Booker T Jones
Wed 29th Jun, 2011 in Features
40 years after leaving Memphis and Stax records, Booker T Jones has released one of the year’s finest records, The Road to Memphis, a nostalgic tribute to the city that has given the world so many wonderful musicians and more than its fair share of musical revolutions.
On the album Booker is backed by the legendary Roots crew and joined by guests including Lou Reed, Sharon Jones, The National’s Matt Berninger, Jim James from My Morning Jacket and Detroit guitar hero Dennis Coffey. And while that’s certainly an impressive guest list it only represents a fraction of the many amazing musicians who have called on Booker’s talents.
Booker has worked behind his Hammond B3 organ or at the production desk with Ray Charles, Wille Nelson, Bill Withers, Carlos Santana, John Fogerty, Bob Dylan, Rancid, Crosby, Stills, Nash and Young. And of course, with Steve Cropper, Donald “Duck” Dunn, Al Jackson, Jr as a member of Booker T and the MGs backing fellow Stax stars including Otis Redding, Wilson Pickett and Carla Thomas. And that’s just a glance at Booker’s famous fans – as Booker tells FL: “Just after I started the business became a business of promotion and so many people were dropped by the wayside and great songs and great records were never heard.”

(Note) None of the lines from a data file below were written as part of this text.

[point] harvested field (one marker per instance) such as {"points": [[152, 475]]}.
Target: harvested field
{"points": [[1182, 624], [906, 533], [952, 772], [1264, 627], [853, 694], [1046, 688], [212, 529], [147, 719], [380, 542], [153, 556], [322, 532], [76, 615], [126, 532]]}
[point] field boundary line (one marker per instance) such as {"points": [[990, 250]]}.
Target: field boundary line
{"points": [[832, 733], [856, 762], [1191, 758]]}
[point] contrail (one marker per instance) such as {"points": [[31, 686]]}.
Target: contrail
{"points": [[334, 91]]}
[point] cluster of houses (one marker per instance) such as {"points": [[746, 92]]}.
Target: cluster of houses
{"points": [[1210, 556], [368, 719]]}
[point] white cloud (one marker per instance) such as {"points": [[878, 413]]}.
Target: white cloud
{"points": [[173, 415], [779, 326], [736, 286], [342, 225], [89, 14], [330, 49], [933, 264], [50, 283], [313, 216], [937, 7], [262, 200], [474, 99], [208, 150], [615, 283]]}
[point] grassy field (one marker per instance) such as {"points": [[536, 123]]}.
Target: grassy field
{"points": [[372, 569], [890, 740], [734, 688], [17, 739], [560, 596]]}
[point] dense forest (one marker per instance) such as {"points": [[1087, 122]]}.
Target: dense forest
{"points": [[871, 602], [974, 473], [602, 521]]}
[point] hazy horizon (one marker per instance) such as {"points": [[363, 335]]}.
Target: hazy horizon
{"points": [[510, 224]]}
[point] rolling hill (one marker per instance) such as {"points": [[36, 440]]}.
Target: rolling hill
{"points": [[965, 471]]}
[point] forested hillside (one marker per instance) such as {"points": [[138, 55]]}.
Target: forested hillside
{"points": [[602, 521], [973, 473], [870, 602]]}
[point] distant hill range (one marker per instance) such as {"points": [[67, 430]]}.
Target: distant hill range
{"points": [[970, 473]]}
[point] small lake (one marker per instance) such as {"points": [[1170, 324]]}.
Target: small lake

With such a remarkable resume and so many stories to tell it’s fantastic news to hear that the 66 year old legend has begun “jotting down some memoirs.” While we wait for that book, and possibly a new Booker T and the MGs album, we have Road to Memphis and twenty minutes on the phone with a softly spoken Hall of Fame member and true soul legend.
There was a long gap between albums before you returned with Potato Hole in 2009, now Road To Memphis comes just two years later; what has changed to lead to you recording regularly again? Inspiration? Opportunity?
I think that if I was given the opportunity during the long period when I was languishing I could have made an album, but I wasn’t in sync with the music business for the longest time. It took a while to bet back on track as far as my recording expertise, my business arrangements, having access to record companies – that type of thing.
What was the turning point which brought you back to ‘the business’?
I was in LA about six or seven years ago and I walked into the studio to do a benefit recording with Wille Nelson and the engineer was Hans Zimmer, I’ll never forget. I walked into the studio and nothing looked familiar to me, the tape machines were different, there were computer screens everywhere. I had no idea what was going on in the control room. Of course I was at home in the studio, sitting at the piano and the organ but I realised that couldn’t produce anymore – the tech side of the business had left me behind.
So I came to San Francisco and enrolled in San Francisco State and took ProTools 101, my first digital course, and then I took five courses learning digital technology. And I became a producer again.
In the liner notes for Road From Memphis you also talk about that need to be educated as a musician – using the money from playing at Stax to fund your college tuition. Why did you feel the need to get a academic musical education in addition what you were learning by playing at Stax?
As an eleventh and twelfth grader at school and playing gigs around Memphis and going to Stax and getting a part time job there as a keyboard player I knew that I couldn’t really execute or perform what I was hearing in my mind. I knew I needed to get training. I couldn’t write it down. The training I got at Indiana in music theory and composition and arranging gave me confidence and I think I started to relax and write better music as a result and believe in myself more. To this day I believe that that set the groundwork for what I’m doing today.
At university you were obviously studying a classical tradition of music – your notes mention composers such as Wagner and Debussy – did that feed directly into your work at Stax?
It did, it did, but the thing was that the training gave me the facility to write down lines that were basically blues or jazz or RnB. I was studying classical but the process is the same.
According to the stories Green Onions was written as a studio jam, is that the way you always write?
That’s a myth. I always went into the studio with an idea in mind. Some jamming took place but most of the ideas I’d already had before I walked through the door. I sit in my studio and close my eyes and wait for inspiration if I don’t have something I’m trying to remember from say a few hours or a few days before. The process works both ways for me.